A master level psychologist must meet the applicable State Requirements governing the qualifications for non-doctorate psychologists for the state in which they will be practicing. Check with the Division of Occupational and Professional Licensing of the applicable state to ensure that all current qualifications are met.

Coverage

Coverage will vary from one insurance payer to another. It is always wise to verify coverage through the carrier before seeing the client. This is even more crucial to the Masters Level Psychologist because further limitations may apply. For legal purposes, it might be wise to adopt a policy to have a percentage of your cases reviewed by a doctoral level psychologist or psychiatrist on an annual basis. This demonstrates concern for optimal quality of care for clients. Your malpractice insurance carrier may also have guidelines that would be beneficial for you to follow.

Nurse Practitioner (NP)

Qualifications

A Nurse Practitioner (NP) must meet all of the following conditions for Medicare:

  • Be a registered professional nurse who is authorized by the State in which the services are furnished to practice as a nurse practitioner in accordance with State law; and be certified as a nurse practitioner by a recognized national certifying body that has established standards for nurse practitioners; or
  • Be a registered professional nurse who is authorized by the State in which the services are furnished to practice as a nurse practitioner by December 31, 2000.

The NPs applying for a Medicare billing number for the first time on or after January 1, 2001, must meet the requirements as follows:

  • Be a registered professional nurse who is authorized by the State in which the services are furnished to practice as a nurse practitioner in accordance with State law; and
  • Be certified as a nurse practitioner by a recognized national certifying body that has established standards for nurse practitioners.

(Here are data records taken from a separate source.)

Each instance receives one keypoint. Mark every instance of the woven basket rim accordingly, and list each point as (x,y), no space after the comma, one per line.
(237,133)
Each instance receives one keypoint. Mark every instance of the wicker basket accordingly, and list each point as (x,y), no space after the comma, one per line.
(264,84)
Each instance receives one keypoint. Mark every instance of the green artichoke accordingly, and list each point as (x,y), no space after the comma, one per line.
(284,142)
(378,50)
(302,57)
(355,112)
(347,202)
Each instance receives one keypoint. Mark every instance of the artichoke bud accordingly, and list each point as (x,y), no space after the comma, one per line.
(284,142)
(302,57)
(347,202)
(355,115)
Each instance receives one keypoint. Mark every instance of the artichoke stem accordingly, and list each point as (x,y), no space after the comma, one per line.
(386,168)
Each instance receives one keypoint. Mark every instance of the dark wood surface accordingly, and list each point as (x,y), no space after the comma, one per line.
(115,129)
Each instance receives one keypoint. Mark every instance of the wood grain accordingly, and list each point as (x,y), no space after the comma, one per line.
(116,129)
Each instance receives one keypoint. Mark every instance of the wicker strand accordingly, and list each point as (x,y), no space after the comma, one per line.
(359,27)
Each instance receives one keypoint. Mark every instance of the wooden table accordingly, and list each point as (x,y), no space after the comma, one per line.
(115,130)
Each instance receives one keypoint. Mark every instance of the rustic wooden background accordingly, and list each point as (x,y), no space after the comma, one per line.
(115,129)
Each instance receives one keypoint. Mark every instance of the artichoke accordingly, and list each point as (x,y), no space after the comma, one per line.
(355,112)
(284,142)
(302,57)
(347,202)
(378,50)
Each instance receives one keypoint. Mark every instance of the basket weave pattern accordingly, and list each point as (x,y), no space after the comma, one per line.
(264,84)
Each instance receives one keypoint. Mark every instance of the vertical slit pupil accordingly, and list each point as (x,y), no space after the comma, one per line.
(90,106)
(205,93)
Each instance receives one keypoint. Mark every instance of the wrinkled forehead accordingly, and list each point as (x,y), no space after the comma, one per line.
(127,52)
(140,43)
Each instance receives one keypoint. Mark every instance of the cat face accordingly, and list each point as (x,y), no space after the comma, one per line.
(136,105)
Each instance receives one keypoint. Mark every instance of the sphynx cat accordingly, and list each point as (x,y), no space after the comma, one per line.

The NPs applying for a Medicare billing number for the first time on or after January 1, 2003, must meet the requirements as follows:

  • Be a registered professional nurse who is authorized by the State in which the services are furnished to practice as a nurse practitioner in accordance with State law;
  • Be certified as a nurse practitioner by a recognized national certifying body that has established standards for nurse practitioners; and
  • Possess a master’s degree in nursing

 

Coverage

  1. Covered Services—Coverage is limited to the services an NP is legally authorized to perform in accordance with State law (or State regulatory mechanism established by State law).
  2. General - The services of an NP may be covered under Part B if all of the following conditions are met:
  • They are the type that are considered physician’s services if furnished by a doctor of medicine or osteopathy (MD/DO);
  • They are performed by a person who meets the definition of an NP (see subsection A);
  • The NP is legally authorized to perform the services in the State in which they are performed;
  • They are performed in collaboration with an MD/DO (see subsection D); and
  • They are not otherwise precluded from coverage because of one of the statutory exclusions. (See subsection C.2.)
  1. Incident To
  • If covered NP services are furnished, services and supplies furnished incident to the services of the NP may also be covered if they would have been covered when furnished incident to the services of an MD/DO as described in §60.
  1. Application of Coverage Rules
  2. Types of NP Services That May Be Covered—State law or regulation governing an NP’s scope of practice in the State in which the services are performed applies. Consider developing a list of covered services based on the State scope of practice. Examples of the types of services that NP’s may furnish include services that traditionally have been reserved to physicians, such as physical examinations, minor surgery, setting casts for simple fractures, interpreting x-rays, and other activities that involve an independent evaluation or treatment of the patient’s condition. Also, if authorized under the scope of their State license, NPs may furnish services billed under all levels of evaluation and management codes and diagnostic tests if furnished in collaboration with a physician. See §60.2 for coverage of services performed by NPs incident to the services of physicians.
  3. Services Otherwise Excluded From Coverage—The NP services may not be covered if they are otherwise excluded from coverage even though an NP may be authorized by State law to perform them. For example, the Medicare law excludes from coverage routine foot care, routine physical checkups, and services that are not reasonable and necessary for the diagnosis or treatment of an illness or injury or to improve the functioning of a malformed body member. Therefore, these services are precluded from coverage even though they may be within an NP’s scope of practice under State law.
  4. Collaboration—Collaboration is a process in which an NP works with one or more physicians (MD/DO) to deliver health care services, with medical direction and appropriate supervision as required by the law of the State in which the services are furnished. In the absence of State law governing collaboration, collaboration is to be evidenced by NPs documenting their scope of practice and indicating the relationships that they have with physicians to deal with issues outside their scope of practice.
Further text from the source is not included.